Alat Sederhana Yang Membantu Guru Meregulasi Emosi
Perubahan zaman yang terjadi akibat melewati beberapa fase pandemi membuat banyak orang menjadi semakin individualis. Interaksi yang terbatas membuat kita semakin sulit berekspresi mengungkapkan apa yang sebenarnya terjadi.
Secara tidak sadar kita telah terbiasa untuk mengabaikan emosi. Kebiasaan mengabaikan emosi yang terjadi dari waktu ke waktu dapat memicu kecemasan, ketakutan, bahkan kemarahan yang meledak-ledak. Beberapa orang mungkin akan menarik diri secara sosial atau bahkan sebaliknya melibatkan orang lain untuk menjadikanya sebagai objek pelampiasan emosi negatif. Tentunya hal ini sangat berbahaya untuk profesi pengajar seperti kita yang membutuhkan kemampuan bersosialisasi dalam bekerja.
Mengabaikan emosi tidak hanya membuat suasana hati terganggu, tetapi juga dapat mengganggu aspek kehidupan lainnya. Perasaan yang secara terus menerus dipendam akan berakibat pada penumpukan emosi yang berakhir pada stres berkepanjangan. Namun pada kenyataannya, banyak orang dari profesi kita tidak memahami hal tersebut, bahkan beberapa dari mereka telah terbiasa hidup dengan perasaan yang tidak mampu mereka kendalikan sendiri.
Pada dasarnya emosi adalah sesuatu yang harus kita terima, bukan kita tolak atau kita hindari, yang seharusnya kita lakukan adalah meregulasi emosi. Caranya dengan menemukan alat untuk memproses emosi tanpa harus tenggelam dalam perasaan yang kita rasakan. Meregulasi emosi berkaitan dengan kemampuan kita dalam mengatur emosi diri. Tergantung bagaimana cara kita mengurangi atau bahkan menaikkan intensitas emosi sesuai dengan kebutuhan kita masing-masing.

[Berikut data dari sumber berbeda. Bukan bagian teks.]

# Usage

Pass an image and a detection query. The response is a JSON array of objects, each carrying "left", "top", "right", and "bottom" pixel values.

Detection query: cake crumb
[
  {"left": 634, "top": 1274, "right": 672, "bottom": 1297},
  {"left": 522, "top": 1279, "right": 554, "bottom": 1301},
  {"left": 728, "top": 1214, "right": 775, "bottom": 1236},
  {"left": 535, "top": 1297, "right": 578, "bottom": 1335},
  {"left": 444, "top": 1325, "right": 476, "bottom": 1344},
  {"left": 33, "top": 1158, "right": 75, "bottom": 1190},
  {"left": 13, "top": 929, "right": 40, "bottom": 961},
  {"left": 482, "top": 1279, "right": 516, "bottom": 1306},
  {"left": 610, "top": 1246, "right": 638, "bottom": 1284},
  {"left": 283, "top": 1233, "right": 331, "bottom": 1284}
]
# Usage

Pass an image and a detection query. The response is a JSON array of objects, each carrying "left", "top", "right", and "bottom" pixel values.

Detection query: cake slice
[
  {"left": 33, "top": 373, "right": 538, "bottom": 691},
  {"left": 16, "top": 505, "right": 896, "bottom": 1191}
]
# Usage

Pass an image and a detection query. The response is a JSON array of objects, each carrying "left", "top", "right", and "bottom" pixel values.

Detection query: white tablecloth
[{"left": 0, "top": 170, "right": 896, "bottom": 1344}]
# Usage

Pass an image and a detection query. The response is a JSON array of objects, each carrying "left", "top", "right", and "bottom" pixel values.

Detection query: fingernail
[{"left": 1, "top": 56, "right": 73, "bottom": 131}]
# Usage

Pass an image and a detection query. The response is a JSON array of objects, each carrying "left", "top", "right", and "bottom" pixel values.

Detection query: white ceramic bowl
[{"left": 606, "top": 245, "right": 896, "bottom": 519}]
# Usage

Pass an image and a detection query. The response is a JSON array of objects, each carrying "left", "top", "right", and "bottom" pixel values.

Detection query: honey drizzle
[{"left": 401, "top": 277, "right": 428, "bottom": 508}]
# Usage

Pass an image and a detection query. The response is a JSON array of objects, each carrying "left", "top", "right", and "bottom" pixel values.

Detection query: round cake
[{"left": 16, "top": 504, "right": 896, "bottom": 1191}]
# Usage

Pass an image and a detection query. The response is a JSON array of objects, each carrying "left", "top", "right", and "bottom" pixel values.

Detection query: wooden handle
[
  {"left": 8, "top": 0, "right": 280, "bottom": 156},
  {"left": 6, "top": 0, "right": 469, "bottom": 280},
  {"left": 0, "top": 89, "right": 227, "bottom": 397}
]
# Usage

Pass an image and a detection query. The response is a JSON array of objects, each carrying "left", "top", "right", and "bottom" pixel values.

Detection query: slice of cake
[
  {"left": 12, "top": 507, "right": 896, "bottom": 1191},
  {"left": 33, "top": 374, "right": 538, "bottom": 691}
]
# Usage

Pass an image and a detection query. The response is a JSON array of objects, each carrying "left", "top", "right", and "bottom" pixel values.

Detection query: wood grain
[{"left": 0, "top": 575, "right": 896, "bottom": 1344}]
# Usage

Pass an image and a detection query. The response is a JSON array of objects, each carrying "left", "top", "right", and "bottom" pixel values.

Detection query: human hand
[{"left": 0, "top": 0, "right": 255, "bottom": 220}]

Memberi Label Emosi Kita Secara Akurat
Dalam meregulasi emosi, kita harus mampu memahami perasaan yang kita rasakan terlebih dahulu. Untuk mulai mengetahui emosi secara akurat, kita bisa menggunakan teori Roda Emosi dari Robert Pluthick. Dalam teori Roda Emosi, Pluthick menyederhanakan emosi dengan mengkategorikannya dalam delapan kategori utama yang terdiri dari: kegembiraan (joy), penerimaan (acceptance), ketakutan (fear), keterkejutan (surprise), kesedihan (sadness), kemuakan (disgust), kemarahan (anger), antisipasi (anticipation). Dengan memahami emosi sesuai dengan kategori tersebut, kita akan lebih mudah dalam memahami emosi yang kita rasakan.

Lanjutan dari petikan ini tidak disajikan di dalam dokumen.